19. When they reached City Cabannas, PW 1 saw the appellant and it is him and another man who entered the vehicle and drove off at Ruai. During cross-examination, she stated that the appellant was seated at the back and he was wearing jeans, a t-shirt and coat. She recalled he is the one who slapped and kicked her and she was able to look at him when he ordered her to lie on her abdomen. She admitted during cross-examination that she did not give the police at Ruiru or Central Police Station a description of any of the assailants. When cross-examined, PW 2 stated that the appellant came from the vehicle that was driving behind them and stated that he owned a garage and that BG called him and told him that he would bring some documents to him. He also stated that it is JSK who called his son BG, to call the appellant to avail the vehicle.

20. The prosecution did not lead evidence as to the nature of lighting at Mtito Andei when she first saw the appellant. Of course it is possible that she observed him well as they were in close proximity. This is however, negated by the testimony of PW 2 who was adamant that he did not see the appellant at Mtito Andei and only saw him in Nairobi. The testimony of PW 1 and PW 2 is also divergent. PW 1 stated that she saw the appellant at City Cabanas but PW 2 did not see him. Again, it is clear that this was early in the morning but evidence was not led as to how dark it was or how close they were to the assailants?

21. The third place where PW 1 and PW 2 met the assailants is at Ruai. Once again the evidence of PW 1 and PW 2 is divergent in the description given by them as to the manner of dressing. While it is possible that witnesses may perceive colours differently, certain items of clothing such as a hat and spectacles would stand out. PW 1 did not mention that the appellant had a hat or that he was wearing spectacles while PW 2 stated that he had a hat and was wearing spectacles. Finally, it is clear from the totality of the evidence that neither PW 1 or PW 2 told the police officers, that they could identity any of the assailants.

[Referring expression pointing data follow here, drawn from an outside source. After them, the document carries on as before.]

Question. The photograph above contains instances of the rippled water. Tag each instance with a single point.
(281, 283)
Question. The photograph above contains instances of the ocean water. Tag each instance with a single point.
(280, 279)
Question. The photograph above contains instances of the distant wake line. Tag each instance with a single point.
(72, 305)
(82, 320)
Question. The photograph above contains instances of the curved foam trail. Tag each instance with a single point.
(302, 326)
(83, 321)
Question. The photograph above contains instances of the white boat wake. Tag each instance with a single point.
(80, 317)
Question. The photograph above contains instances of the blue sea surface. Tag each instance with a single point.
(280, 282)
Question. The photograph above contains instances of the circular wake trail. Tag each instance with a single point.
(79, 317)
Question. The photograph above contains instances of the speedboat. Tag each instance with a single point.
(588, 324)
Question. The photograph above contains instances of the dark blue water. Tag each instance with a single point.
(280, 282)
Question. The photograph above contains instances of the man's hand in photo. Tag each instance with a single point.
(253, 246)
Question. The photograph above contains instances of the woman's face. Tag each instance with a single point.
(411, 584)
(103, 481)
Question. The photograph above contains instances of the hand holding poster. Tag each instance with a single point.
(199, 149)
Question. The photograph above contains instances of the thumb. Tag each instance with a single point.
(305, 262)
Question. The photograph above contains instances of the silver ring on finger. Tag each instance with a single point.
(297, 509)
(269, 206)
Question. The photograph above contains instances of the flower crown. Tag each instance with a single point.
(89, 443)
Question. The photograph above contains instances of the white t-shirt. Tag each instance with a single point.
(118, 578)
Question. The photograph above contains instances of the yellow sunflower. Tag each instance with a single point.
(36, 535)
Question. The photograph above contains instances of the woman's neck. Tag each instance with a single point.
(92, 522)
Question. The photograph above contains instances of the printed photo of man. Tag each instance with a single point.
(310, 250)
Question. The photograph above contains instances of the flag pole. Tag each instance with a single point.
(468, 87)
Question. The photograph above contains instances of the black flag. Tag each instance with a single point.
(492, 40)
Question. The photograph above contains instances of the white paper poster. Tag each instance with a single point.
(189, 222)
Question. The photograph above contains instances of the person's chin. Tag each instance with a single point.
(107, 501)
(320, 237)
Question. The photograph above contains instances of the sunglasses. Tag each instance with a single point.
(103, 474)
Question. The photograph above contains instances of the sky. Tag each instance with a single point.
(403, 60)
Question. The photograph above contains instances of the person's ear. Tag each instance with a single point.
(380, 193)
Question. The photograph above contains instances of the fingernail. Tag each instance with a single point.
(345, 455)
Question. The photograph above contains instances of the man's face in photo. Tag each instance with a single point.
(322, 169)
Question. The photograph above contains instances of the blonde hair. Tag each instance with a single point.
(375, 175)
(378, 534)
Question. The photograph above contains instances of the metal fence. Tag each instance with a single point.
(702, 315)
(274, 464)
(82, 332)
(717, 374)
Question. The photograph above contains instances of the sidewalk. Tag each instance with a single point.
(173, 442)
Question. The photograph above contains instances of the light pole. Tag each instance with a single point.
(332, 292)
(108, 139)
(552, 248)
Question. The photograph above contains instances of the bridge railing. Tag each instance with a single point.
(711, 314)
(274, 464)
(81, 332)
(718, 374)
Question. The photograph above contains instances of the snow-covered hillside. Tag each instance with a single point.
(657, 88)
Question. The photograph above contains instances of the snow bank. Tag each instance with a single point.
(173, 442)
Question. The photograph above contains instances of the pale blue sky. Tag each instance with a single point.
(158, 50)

22. The authorities I have cited are clear that when prosecution relies on identification of a suspect, it must weigh all the evidence to be sure that the identification was positive and free from error. All the issues I have raised go to the quality of the evidence produced by the prosecution to implicate the appellant. Once PW 1 was identified by the appellant when he came into the police station, it was no possible to carry out an identification parade. Despite this, it was still possible to conduct an identification parade to enable PW 2 identify the appellant as one of the assailants as he stated he clearly saw him at City Cabbanas.

23. Having considered the evidence and entirety of the record as required by the first appellate court, I cannot help but feel that there was more than meets the eye in this case that the police failed to investigate and in particular tie the loose ends between the key players including PW 2 and the alleged relationship with the appellant. Nothing was said of BG who appeared to be the mastermind and was clearly identified by both PW 1 and PW 2. The contradictions in the evidence of PW 1 and PW 2 could not be reconciled. The conviction is my view unsafe.

24. I allow the appeal, quash the conviction and sentence. The appellant is set free unless otherwise lawfully held.

SIGNED AT NAIROBI

D.S. MAJANJA

JUDGE

DATED and DELIVERED at KIAMBU this 16th day of JANUARY 2020.

R. N. SITATI

JUDGE

Mr Kirubi instructed by Kirubi, Mwangi Ben and Company Advocates for the appellant.

Mr Kasyoka, Prosecution Counsel, instructed by the Director of Public Prosecutions for the respondent.